American multi-level marketing company

5Linx is an American multi-level marketing company headquartered in Rochester, New York, which offers utility and telecommunication services, health insurance, nutritional supplements, and business services. It was founded in 2001. In 2017, the co-founders of 5LINX, Craig Jerabeck, Jeb Tyler, and Jason Guck, were indicted on multiple federal fraud charges, including wire fraud and money laundering. They admitted to defrauding $2.3 million from investors, illegally depositing company revenues into personal accounts, and failing to pay hundreds of thousands of dollars in taxes. Tyler and Jerabeck were sentenced to 14-month prison terms in December 2018.

==History==
5LINX Enterprises, Inc. was founded by Craig Jerabek, Jeb Tyler, and Jason Guck. 5Linx was incorporated in Rochester, New York, in 2001. In 2016, 5L Holdings, LLC was formed to acquire the assets of 5 Linx Enterprises (dissolved). In September of the same year, business entrepreneur Nelson Gerard bought the majority stock of 5L Holdings, LLC and became its Chairman.
5Linx is a multi-level marketing company. Representatives are rewarded for recruiting additional representatives in addition to products and services sold. Sales representatives are independent contractors, and the company does not make any claims about potential income.

As of 2015, Cook County Circuit Court Clerk Dorothy A. Brown was a senior vice president and spokesperson for 5LINX. Illinois State Senator Patricia Van Pelt Watkins was also a high-ranking representative until she left the company for a different multi-level marketing firm.

5Linx was on the Inc. 500 list of fastest growing companies from 2006 until 2009. The company remained on the Inc. 5000 list as of 2014. In 2009 5Linx was ranked on the Rochester Top 100 list as the 2nd fastest growing company in the region. The company also made the list the following three years.
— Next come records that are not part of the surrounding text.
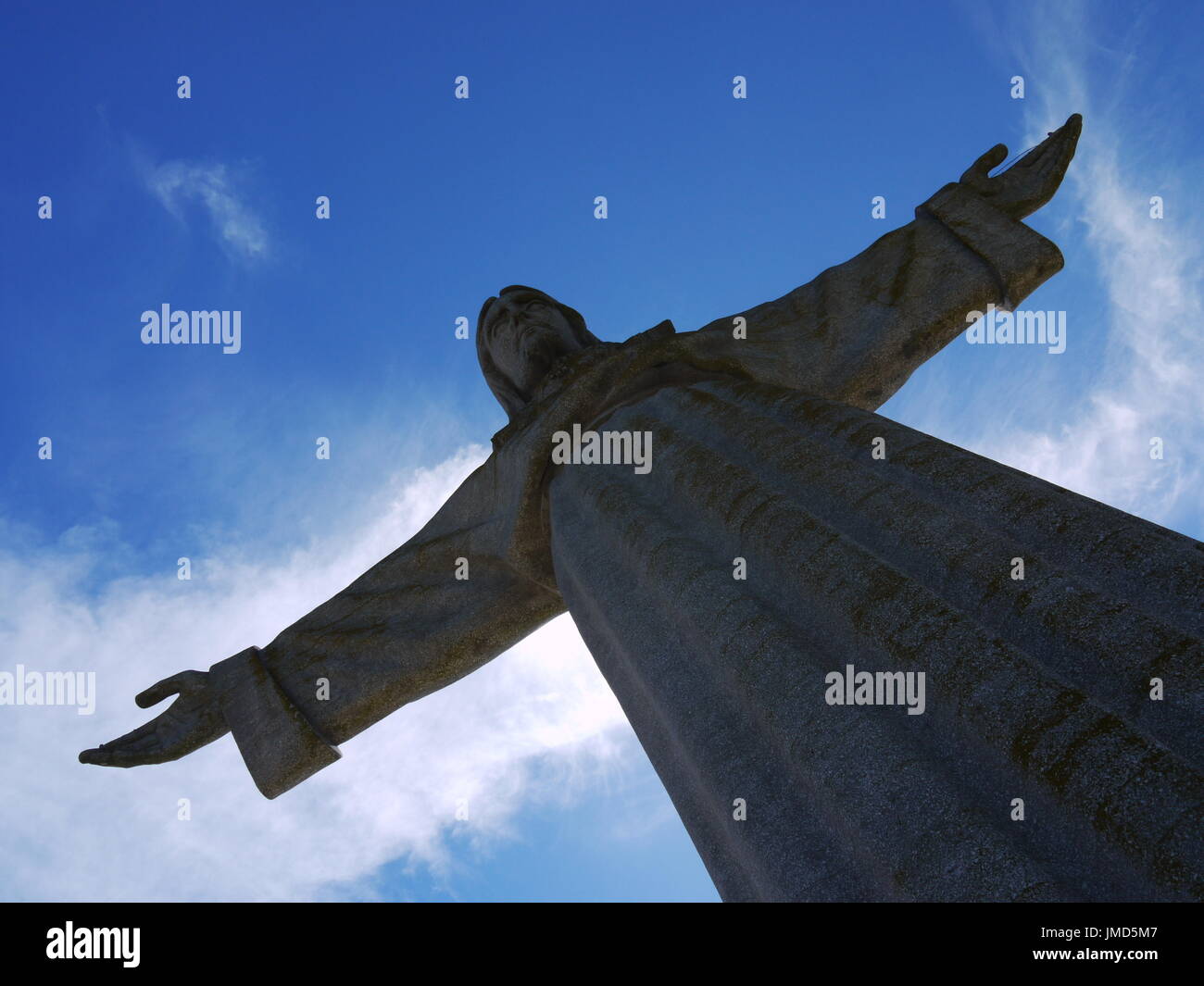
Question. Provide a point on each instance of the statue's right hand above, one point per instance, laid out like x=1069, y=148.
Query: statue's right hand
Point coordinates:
x=187, y=724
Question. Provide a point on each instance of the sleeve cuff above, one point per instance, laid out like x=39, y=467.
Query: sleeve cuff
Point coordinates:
x=278, y=744
x=1022, y=257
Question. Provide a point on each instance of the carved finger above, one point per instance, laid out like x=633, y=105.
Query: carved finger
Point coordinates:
x=994, y=157
x=169, y=686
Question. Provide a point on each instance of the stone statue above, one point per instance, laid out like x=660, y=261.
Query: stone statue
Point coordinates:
x=785, y=536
In May 2015, the company sold its telecommunications branch to Birch Communications, which reduced the company's revenue by about 30%. Farshad Tafazzoli was named President in 2016.

== Litigation ==
In September 2015, the new management of the 5LINX sued Craig Jerabeck, 5LINX Enterprises' former CEO, alleging that he breached his contract with the company by poaching 5LINX representatives for other network marketing companies.
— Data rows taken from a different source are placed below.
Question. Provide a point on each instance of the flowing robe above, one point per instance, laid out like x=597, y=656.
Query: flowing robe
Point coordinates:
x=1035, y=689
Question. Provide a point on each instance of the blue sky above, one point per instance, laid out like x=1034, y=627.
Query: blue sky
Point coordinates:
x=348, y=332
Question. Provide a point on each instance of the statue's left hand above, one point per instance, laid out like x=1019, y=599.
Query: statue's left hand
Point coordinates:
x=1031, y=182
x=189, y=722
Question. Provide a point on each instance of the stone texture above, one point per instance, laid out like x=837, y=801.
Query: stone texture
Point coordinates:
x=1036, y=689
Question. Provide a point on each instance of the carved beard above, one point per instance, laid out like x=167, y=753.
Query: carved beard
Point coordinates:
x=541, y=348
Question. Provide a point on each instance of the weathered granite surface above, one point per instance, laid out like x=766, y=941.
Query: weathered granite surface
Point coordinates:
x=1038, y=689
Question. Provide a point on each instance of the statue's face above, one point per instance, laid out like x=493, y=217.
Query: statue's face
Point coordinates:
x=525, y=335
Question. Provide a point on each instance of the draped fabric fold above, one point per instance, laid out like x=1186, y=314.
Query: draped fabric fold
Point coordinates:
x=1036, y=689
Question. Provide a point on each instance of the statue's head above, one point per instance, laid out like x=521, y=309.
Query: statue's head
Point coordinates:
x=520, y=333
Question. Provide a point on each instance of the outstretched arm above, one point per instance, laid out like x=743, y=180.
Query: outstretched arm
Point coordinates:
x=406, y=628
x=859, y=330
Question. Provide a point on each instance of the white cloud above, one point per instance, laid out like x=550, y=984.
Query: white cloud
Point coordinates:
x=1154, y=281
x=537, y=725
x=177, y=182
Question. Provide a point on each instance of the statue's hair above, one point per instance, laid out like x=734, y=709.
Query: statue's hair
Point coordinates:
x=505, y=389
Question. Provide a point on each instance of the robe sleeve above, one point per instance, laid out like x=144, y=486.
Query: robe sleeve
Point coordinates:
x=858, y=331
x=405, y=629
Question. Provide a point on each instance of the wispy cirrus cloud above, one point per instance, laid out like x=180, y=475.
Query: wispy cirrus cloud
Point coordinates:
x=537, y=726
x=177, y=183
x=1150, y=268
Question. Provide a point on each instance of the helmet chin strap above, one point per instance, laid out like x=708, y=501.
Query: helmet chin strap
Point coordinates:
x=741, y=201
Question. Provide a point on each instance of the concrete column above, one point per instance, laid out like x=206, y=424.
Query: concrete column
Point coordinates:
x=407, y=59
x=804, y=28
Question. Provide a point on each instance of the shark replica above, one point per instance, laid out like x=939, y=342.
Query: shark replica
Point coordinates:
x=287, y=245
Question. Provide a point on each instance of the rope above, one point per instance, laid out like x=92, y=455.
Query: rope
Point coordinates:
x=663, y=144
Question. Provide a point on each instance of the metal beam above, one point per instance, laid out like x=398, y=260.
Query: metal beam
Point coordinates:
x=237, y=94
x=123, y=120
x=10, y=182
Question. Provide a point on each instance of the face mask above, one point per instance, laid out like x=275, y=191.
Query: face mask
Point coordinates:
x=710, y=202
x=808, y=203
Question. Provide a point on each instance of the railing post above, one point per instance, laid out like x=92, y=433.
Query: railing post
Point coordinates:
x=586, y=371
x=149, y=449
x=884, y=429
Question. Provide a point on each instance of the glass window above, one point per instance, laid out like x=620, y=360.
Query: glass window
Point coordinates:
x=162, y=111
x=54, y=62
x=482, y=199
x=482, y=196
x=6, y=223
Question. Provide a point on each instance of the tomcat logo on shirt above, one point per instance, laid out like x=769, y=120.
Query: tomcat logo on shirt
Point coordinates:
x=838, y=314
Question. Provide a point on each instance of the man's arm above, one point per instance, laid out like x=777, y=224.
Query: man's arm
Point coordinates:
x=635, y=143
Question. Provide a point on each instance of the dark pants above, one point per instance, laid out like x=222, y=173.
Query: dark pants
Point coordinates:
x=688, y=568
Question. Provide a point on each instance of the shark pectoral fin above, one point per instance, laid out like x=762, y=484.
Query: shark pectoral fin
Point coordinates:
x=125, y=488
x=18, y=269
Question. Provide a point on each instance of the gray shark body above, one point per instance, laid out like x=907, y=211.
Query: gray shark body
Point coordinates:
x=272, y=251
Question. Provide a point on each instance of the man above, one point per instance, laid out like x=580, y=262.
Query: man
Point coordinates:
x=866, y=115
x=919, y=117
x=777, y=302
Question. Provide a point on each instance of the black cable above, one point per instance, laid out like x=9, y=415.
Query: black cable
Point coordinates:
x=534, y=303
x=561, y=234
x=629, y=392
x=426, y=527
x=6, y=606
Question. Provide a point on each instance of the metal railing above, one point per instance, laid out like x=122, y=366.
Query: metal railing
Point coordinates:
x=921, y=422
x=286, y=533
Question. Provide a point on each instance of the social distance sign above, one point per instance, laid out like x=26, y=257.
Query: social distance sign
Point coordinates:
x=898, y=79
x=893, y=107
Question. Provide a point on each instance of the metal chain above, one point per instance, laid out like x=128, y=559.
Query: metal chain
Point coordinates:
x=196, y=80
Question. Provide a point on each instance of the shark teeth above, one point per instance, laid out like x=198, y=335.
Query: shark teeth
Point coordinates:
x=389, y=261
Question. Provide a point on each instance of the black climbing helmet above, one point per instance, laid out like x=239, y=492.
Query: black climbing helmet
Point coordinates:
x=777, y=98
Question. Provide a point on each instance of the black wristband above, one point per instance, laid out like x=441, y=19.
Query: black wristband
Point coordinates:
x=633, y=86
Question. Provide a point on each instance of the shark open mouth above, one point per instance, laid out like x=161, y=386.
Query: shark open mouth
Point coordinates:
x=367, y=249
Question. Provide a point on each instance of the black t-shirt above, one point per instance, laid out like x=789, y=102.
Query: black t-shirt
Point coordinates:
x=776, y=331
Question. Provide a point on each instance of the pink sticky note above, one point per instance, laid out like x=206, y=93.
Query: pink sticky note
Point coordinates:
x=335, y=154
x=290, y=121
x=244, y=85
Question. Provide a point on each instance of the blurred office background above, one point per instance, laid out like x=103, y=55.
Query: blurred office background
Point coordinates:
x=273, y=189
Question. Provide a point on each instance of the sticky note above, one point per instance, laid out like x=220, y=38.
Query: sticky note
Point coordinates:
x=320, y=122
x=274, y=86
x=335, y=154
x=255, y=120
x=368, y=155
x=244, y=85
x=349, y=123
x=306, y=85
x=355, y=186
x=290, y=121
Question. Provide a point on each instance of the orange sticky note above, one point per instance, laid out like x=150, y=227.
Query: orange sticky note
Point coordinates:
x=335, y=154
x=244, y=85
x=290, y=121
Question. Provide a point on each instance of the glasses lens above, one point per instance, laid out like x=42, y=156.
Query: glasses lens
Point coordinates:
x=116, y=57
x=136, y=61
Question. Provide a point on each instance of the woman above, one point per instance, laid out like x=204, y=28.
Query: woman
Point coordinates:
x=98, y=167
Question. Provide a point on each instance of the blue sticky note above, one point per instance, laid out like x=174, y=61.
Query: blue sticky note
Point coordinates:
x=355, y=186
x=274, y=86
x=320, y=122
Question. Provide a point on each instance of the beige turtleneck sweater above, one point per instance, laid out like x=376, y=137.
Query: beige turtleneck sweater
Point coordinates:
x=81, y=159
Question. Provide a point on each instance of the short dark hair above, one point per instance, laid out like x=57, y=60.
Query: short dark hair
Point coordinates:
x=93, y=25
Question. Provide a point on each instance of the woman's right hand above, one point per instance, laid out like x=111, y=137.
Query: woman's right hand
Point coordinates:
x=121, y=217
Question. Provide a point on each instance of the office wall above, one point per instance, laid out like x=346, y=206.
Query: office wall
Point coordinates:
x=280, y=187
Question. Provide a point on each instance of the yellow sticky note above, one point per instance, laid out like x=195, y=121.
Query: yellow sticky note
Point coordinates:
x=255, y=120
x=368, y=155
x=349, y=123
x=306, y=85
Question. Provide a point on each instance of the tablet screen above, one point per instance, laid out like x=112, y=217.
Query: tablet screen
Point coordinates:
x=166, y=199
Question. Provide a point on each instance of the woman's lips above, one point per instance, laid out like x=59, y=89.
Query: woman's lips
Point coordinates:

In September 2017, the three co-founders of 5LINX - Jerabeck, Tyler, and Guck - were indicted on multiple federal fraud charges, including wire fraud and money laundering. The trio admitted to defrauding $2.3 million from investors, illegally depositing company revenues into personal accounts, and failing to pay hundreds of thousands of dollars in taxes. In December 2018, Tyler and Jerabeck were sentenced to a 14-month prison term for fraud and filing false tax returns and were ordered to pay back $2.3 million in restitution to investors, as well as $118,628 in unpaid taxes to the IRS. In May 2019, Jason Guck was sentenced to a 7-month prison term.